Ruhlarına bir Fatiha okuyup söze başladım! 

Bakanın, görenin göz olmadığını bakmanın ve görmenin beynin işi olduğunu, gözün ise bir taşıyıcı olduğunu söyledim.  Aslına bakarsak hissedenin deri, koklayanın burun, işitenin de kulak olmadığını, tüm bunları gerçekleştirenin beyin olduğunu söyleyerek, konuşmama devam ettim! 

Sizin anlayacağınız Mesut ağabeyin teknolojik ve felsefe içerikli konuşmasının üzerine bendeniz de biraz biyoloji kattım! 

Hamd olsun ki, salondakilerle ortak bir duyguda buluşarak programı bitirip, fuayede çay faslına başladık. 

O esnada sayın valimiz yardımcısına, “Şu bizim kitaplardan iki takım getirin bakalım” dediğinde merak edip, heyecanlandım! 

Kitaplar geldiğinde heyecanlandığıma değdi doğrusu, biri “Sivas Kongresi ve Milli Mücadelenin 100.yıl Anısına” diğeri de, “Sivas Âşıklar Dizisi” adlı kitaplardı! 

Sayın vali ve sayın belediye başkanı heyecanla, yaptıklarını ve neler yapmayı planladıklarını anlatmaya başladılar. 

Sanki karşımda heyecan dolu iki liseli genç vardı! 

İçimden, “Ah, ah! Sizin şu heyecanınız ve şevkiniz biraz da siyasetçilere bulaşsaydı keşke! 

Aslolanın vekillik, bakanlık, başbakanlık olmadığını, aslolanın yürek olduğunu şu siyasiler de anlasalar keşke! 

Çaylar bitip dışarı çıktığımda insanlara, sayın vali ve sayın belediye başkanını sordum. 

Yaptığını heyecan duyarak yürekten yapan insanlar için ne denirse, o cevabı aldım! 

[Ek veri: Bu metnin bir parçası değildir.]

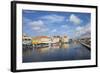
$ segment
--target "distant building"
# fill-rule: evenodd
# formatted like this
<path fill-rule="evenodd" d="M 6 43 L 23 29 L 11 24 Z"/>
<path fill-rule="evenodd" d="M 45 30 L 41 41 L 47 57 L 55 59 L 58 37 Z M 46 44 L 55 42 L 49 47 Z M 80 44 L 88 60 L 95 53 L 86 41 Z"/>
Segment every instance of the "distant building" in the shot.
<path fill-rule="evenodd" d="M 59 43 L 59 42 L 60 42 L 60 36 L 51 37 L 51 43 Z"/>
<path fill-rule="evenodd" d="M 33 37 L 32 43 L 33 44 L 41 44 L 41 43 L 50 43 L 51 39 L 48 36 L 37 36 Z"/>
<path fill-rule="evenodd" d="M 69 42 L 68 36 L 62 36 L 62 37 L 61 37 L 61 41 L 64 42 L 64 43 Z"/>
<path fill-rule="evenodd" d="M 32 44 L 32 38 L 27 35 L 23 35 L 22 36 L 22 44 L 26 44 L 26 45 Z"/>

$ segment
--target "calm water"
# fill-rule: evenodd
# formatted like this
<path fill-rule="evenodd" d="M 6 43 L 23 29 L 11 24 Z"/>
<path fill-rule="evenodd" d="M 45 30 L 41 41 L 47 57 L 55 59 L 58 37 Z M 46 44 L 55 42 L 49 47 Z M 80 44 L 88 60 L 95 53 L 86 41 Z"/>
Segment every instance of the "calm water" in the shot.
<path fill-rule="evenodd" d="M 52 44 L 48 47 L 23 50 L 23 62 L 43 62 L 62 60 L 85 60 L 91 58 L 91 51 L 77 42 Z"/>

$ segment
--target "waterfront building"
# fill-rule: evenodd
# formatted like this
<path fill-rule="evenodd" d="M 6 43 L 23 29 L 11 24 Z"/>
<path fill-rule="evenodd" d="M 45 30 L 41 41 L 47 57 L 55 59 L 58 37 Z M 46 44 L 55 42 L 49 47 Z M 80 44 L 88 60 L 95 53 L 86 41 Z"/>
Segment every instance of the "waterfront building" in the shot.
<path fill-rule="evenodd" d="M 23 45 L 31 45 L 32 44 L 32 38 L 27 36 L 27 35 L 23 35 L 22 36 L 22 44 Z"/>

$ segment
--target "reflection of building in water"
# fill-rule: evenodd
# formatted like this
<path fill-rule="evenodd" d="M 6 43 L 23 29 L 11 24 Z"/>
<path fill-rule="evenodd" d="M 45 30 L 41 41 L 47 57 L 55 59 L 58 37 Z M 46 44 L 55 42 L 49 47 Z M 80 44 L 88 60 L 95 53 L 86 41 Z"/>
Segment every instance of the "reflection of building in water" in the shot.
<path fill-rule="evenodd" d="M 33 54 L 33 49 L 29 48 L 29 49 L 23 49 L 23 56 L 30 56 Z"/>
<path fill-rule="evenodd" d="M 61 48 L 67 49 L 69 48 L 69 44 L 62 44 Z"/>
<path fill-rule="evenodd" d="M 50 50 L 49 47 L 40 47 L 40 48 L 35 49 L 35 51 L 37 51 L 38 53 L 46 53 L 49 50 Z"/>
<path fill-rule="evenodd" d="M 27 35 L 23 35 L 22 36 L 22 44 L 25 45 L 30 45 L 32 43 L 32 38 L 27 36 Z"/>

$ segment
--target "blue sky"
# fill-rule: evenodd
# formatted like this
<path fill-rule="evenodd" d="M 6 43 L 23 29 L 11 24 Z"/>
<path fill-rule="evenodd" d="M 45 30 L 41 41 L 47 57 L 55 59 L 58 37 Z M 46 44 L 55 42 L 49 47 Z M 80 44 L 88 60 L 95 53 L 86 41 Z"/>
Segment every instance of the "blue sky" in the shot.
<path fill-rule="evenodd" d="M 29 36 L 90 36 L 90 19 L 90 13 L 23 10 L 22 29 Z"/>

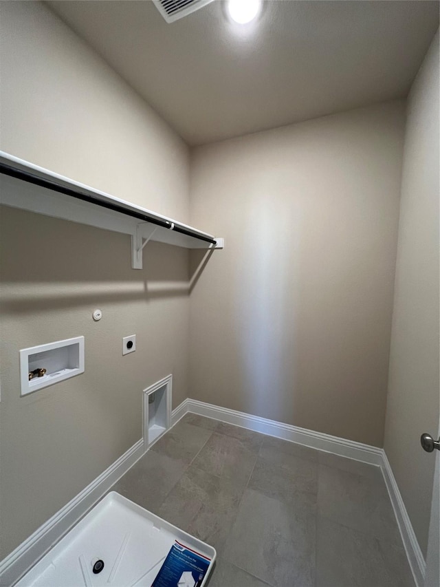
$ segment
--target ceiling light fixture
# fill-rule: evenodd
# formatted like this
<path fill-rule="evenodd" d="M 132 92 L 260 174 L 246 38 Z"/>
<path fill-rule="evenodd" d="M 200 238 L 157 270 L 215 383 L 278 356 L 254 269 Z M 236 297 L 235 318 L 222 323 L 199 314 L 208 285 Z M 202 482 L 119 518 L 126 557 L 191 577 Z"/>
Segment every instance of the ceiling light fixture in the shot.
<path fill-rule="evenodd" d="M 236 23 L 245 25 L 256 18 L 261 8 L 261 0 L 228 0 L 228 12 Z"/>

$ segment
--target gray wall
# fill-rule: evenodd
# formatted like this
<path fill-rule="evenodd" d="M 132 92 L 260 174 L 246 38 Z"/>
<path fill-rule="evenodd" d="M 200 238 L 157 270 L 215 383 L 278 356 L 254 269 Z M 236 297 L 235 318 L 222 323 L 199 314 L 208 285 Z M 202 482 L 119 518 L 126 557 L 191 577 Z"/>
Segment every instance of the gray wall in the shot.
<path fill-rule="evenodd" d="M 190 396 L 382 446 L 404 105 L 192 151 Z"/>
<path fill-rule="evenodd" d="M 40 3 L 0 8 L 0 148 L 188 221 L 182 141 Z M 142 437 L 143 389 L 173 373 L 187 396 L 189 317 L 183 249 L 136 271 L 128 236 L 6 207 L 1 238 L 0 559 Z M 20 398 L 19 349 L 80 334 L 85 373 Z"/>
<path fill-rule="evenodd" d="M 424 555 L 439 427 L 439 34 L 408 100 L 385 451 Z"/>

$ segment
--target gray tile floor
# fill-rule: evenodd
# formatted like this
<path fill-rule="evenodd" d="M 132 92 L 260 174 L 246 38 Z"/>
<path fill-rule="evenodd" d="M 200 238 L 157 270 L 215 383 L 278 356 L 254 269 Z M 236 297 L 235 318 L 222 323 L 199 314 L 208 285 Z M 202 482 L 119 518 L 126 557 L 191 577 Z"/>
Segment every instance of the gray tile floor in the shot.
<path fill-rule="evenodd" d="M 413 587 L 379 467 L 188 414 L 112 488 L 213 546 L 209 587 Z"/>

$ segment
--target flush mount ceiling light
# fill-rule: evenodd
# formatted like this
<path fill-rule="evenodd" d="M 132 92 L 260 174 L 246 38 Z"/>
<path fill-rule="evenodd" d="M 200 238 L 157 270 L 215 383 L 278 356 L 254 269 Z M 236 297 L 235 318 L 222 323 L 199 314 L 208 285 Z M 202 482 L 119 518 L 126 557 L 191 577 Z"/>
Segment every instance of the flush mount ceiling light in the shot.
<path fill-rule="evenodd" d="M 236 23 L 245 25 L 256 18 L 261 8 L 261 0 L 228 0 L 229 16 Z"/>

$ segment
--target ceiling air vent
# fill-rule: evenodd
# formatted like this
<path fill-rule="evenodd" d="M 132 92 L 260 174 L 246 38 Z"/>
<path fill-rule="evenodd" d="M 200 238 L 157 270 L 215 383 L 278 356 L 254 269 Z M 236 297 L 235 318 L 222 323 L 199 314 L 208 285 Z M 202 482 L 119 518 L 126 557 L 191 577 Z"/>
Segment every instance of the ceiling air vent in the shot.
<path fill-rule="evenodd" d="M 212 0 L 154 0 L 154 3 L 166 22 L 173 23 L 212 1 Z"/>

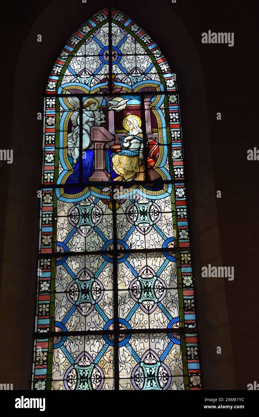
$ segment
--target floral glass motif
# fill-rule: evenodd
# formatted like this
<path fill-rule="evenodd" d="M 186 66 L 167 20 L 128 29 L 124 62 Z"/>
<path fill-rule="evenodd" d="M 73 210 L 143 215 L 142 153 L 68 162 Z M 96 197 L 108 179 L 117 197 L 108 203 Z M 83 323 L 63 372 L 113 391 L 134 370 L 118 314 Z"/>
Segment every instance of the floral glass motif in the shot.
<path fill-rule="evenodd" d="M 32 389 L 201 389 L 178 103 L 157 45 L 113 9 L 56 60 Z"/>

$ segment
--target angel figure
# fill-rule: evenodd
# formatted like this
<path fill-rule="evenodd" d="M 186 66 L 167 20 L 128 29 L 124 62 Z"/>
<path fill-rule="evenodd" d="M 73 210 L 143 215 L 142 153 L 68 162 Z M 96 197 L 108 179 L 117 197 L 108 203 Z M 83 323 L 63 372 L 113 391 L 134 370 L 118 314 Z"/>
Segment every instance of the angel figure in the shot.
<path fill-rule="evenodd" d="M 102 98 L 100 98 L 102 100 Z M 91 138 L 91 128 L 92 126 L 100 126 L 101 123 L 105 123 L 103 113 L 97 113 L 94 111 L 98 108 L 101 103 L 100 98 L 86 98 L 83 103 L 83 151 L 89 149 L 92 145 Z M 67 153 L 73 158 L 73 161 L 76 164 L 79 157 L 79 101 L 77 97 L 67 98 L 67 100 L 75 109 L 71 116 L 71 121 L 74 127 L 73 132 L 68 135 Z"/>

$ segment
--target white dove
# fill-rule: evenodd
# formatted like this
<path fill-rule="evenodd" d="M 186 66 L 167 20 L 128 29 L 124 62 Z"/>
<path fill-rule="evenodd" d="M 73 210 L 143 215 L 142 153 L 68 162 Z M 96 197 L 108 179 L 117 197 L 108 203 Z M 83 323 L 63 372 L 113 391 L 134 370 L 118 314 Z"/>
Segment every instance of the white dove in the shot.
<path fill-rule="evenodd" d="M 129 98 L 124 99 L 122 97 L 114 97 L 113 100 L 111 101 L 107 101 L 107 103 L 110 104 L 109 110 L 123 110 L 126 107 L 127 102 L 128 101 Z"/>

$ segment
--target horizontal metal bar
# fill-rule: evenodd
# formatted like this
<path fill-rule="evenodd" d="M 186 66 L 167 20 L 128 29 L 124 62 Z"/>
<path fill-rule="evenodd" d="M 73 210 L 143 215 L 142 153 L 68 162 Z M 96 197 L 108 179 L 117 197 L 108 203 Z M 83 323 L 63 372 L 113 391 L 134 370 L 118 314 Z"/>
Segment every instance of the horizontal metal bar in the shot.
<path fill-rule="evenodd" d="M 143 334 L 145 333 L 157 334 L 161 333 L 177 333 L 179 334 L 186 334 L 186 333 L 198 333 L 196 328 L 192 328 L 192 329 L 186 329 L 186 328 L 178 327 L 176 329 L 123 329 L 119 330 L 85 330 L 84 331 L 78 331 L 74 330 L 72 332 L 47 332 L 44 333 L 34 333 L 34 336 L 37 339 L 45 339 L 46 336 L 48 337 L 63 337 L 64 336 L 88 336 L 90 334 L 96 334 L 96 335 L 101 335 L 102 334 L 110 334 L 111 335 L 116 335 L 119 336 L 120 334 Z"/>
<path fill-rule="evenodd" d="M 168 236 L 170 237 L 170 236 Z M 113 257 L 114 255 L 117 255 L 120 254 L 149 254 L 157 253 L 158 252 L 180 252 L 181 251 L 190 251 L 191 247 L 189 246 L 183 246 L 179 247 L 178 246 L 175 248 L 152 248 L 151 249 L 119 249 L 116 250 L 113 249 L 112 251 L 82 251 L 81 252 L 52 252 L 49 254 L 39 254 L 38 257 L 39 259 L 42 258 L 62 258 L 63 256 L 86 256 L 88 255 L 110 255 Z"/>
<path fill-rule="evenodd" d="M 72 88 L 74 88 L 74 86 L 71 86 Z M 80 97 L 83 97 L 87 96 L 88 97 L 105 97 L 107 95 L 112 95 L 114 97 L 118 97 L 118 95 L 144 95 L 148 97 L 149 95 L 176 95 L 179 94 L 179 90 L 177 90 L 175 91 L 132 91 L 131 93 L 128 92 L 121 92 L 121 93 L 109 93 L 107 91 L 107 93 L 79 93 L 78 94 L 47 94 L 45 93 L 43 95 L 44 96 L 47 98 L 53 98 L 55 97 L 67 97 L 69 95 L 70 97 L 78 97 L 79 98 Z"/>

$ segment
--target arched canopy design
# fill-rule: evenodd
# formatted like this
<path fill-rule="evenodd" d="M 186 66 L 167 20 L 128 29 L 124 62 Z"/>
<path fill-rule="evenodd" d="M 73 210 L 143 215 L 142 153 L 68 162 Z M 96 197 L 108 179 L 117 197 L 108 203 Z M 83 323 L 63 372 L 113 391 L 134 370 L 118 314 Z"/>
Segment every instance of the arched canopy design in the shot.
<path fill-rule="evenodd" d="M 178 103 L 158 45 L 116 10 L 56 60 L 33 389 L 201 389 Z"/>
<path fill-rule="evenodd" d="M 103 10 L 67 41 L 46 88 L 62 94 L 72 85 L 93 94 L 137 92 L 143 88 L 175 91 L 175 74 L 157 45 L 133 20 Z"/>

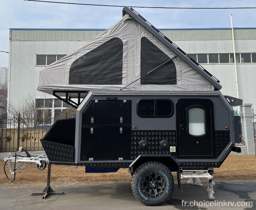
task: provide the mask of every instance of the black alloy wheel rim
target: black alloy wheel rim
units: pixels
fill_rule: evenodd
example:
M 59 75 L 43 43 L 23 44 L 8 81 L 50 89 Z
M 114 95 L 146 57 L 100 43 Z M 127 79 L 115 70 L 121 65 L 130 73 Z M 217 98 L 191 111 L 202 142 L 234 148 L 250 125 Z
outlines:
M 161 174 L 151 172 L 146 175 L 142 179 L 141 186 L 142 190 L 147 196 L 156 198 L 164 192 L 166 182 Z

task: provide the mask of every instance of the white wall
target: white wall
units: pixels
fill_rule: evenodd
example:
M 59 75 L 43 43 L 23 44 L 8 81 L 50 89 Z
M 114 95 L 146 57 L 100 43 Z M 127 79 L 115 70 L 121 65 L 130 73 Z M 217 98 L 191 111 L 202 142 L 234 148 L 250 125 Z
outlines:
M 36 90 L 39 72 L 44 66 L 36 66 L 36 54 L 68 54 L 88 41 L 12 41 L 11 47 L 8 100 L 18 104 L 28 94 L 44 95 Z M 10 64 L 9 64 L 9 66 Z M 48 95 L 48 97 L 52 97 Z
M 18 104 L 28 94 L 37 96 L 43 94 L 36 89 L 42 66 L 36 66 L 36 54 L 68 54 L 88 42 L 87 41 L 12 41 L 10 49 L 10 88 L 8 101 Z M 175 41 L 187 53 L 232 53 L 232 40 Z M 235 40 L 237 52 L 256 52 L 256 40 Z M 236 97 L 234 64 L 202 64 L 220 81 L 223 95 Z M 255 104 L 254 91 L 256 64 L 237 64 L 240 98 L 245 103 Z M 49 97 L 50 96 L 48 96 Z

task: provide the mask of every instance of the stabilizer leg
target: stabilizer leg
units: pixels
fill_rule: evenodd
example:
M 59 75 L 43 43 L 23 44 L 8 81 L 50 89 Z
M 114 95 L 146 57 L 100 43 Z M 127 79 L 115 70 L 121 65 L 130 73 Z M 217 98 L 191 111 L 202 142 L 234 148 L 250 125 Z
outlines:
M 48 164 L 48 172 L 47 176 L 47 186 L 42 192 L 33 193 L 31 195 L 42 195 L 42 199 L 45 199 L 49 195 L 64 195 L 63 192 L 53 192 L 53 190 L 50 185 L 51 179 L 51 164 Z

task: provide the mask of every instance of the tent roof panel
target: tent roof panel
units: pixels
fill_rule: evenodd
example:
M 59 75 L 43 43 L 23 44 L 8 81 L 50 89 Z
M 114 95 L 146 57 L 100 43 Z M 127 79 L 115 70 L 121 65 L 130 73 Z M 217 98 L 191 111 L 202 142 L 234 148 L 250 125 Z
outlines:
M 188 55 L 181 49 L 162 34 L 132 8 L 129 8 L 127 7 L 124 7 L 123 9 L 123 16 L 126 14 L 128 14 L 131 17 L 149 31 L 156 38 L 212 84 L 216 89 L 220 90 L 221 89 L 222 87 L 219 84 L 219 81 L 195 61 L 190 59 L 190 57 L 188 57 Z

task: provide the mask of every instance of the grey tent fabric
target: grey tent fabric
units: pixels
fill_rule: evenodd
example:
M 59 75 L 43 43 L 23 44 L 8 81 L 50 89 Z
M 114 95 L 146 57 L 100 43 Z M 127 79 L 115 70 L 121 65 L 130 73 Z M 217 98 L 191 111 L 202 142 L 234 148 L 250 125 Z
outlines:
M 166 54 L 146 37 L 141 40 L 141 75 L 145 75 L 153 69 L 170 59 Z M 141 79 L 141 85 L 176 85 L 175 64 L 170 61 Z
M 112 38 L 72 64 L 69 84 L 121 85 L 122 65 L 123 42 Z
M 143 40 L 148 44 L 144 46 Z M 37 89 L 52 94 L 54 90 L 119 90 L 175 55 L 126 14 L 89 42 L 41 69 Z M 158 70 L 124 89 L 214 89 L 179 57 Z

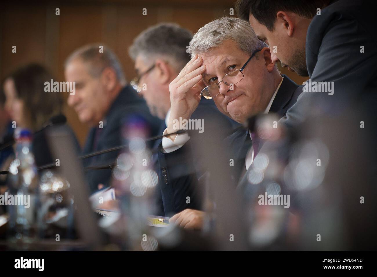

Tam arabaya binecektim ki, içeride soru soran arkadaş yanıma yaklaştı, “Reis, soruma cevap vermedin” dediğinde ona, “Cevap vermem mi verdim ‘Bak ve gör’ dedim ya” ! 

Baktım cevabımdan memnun olmadı birazcık da alındı, “Bak dost bizim insanımız böleni, söveni asla sevmez” dediğimde, “He valla, aynen öyle” diyerek aldı başını gitti!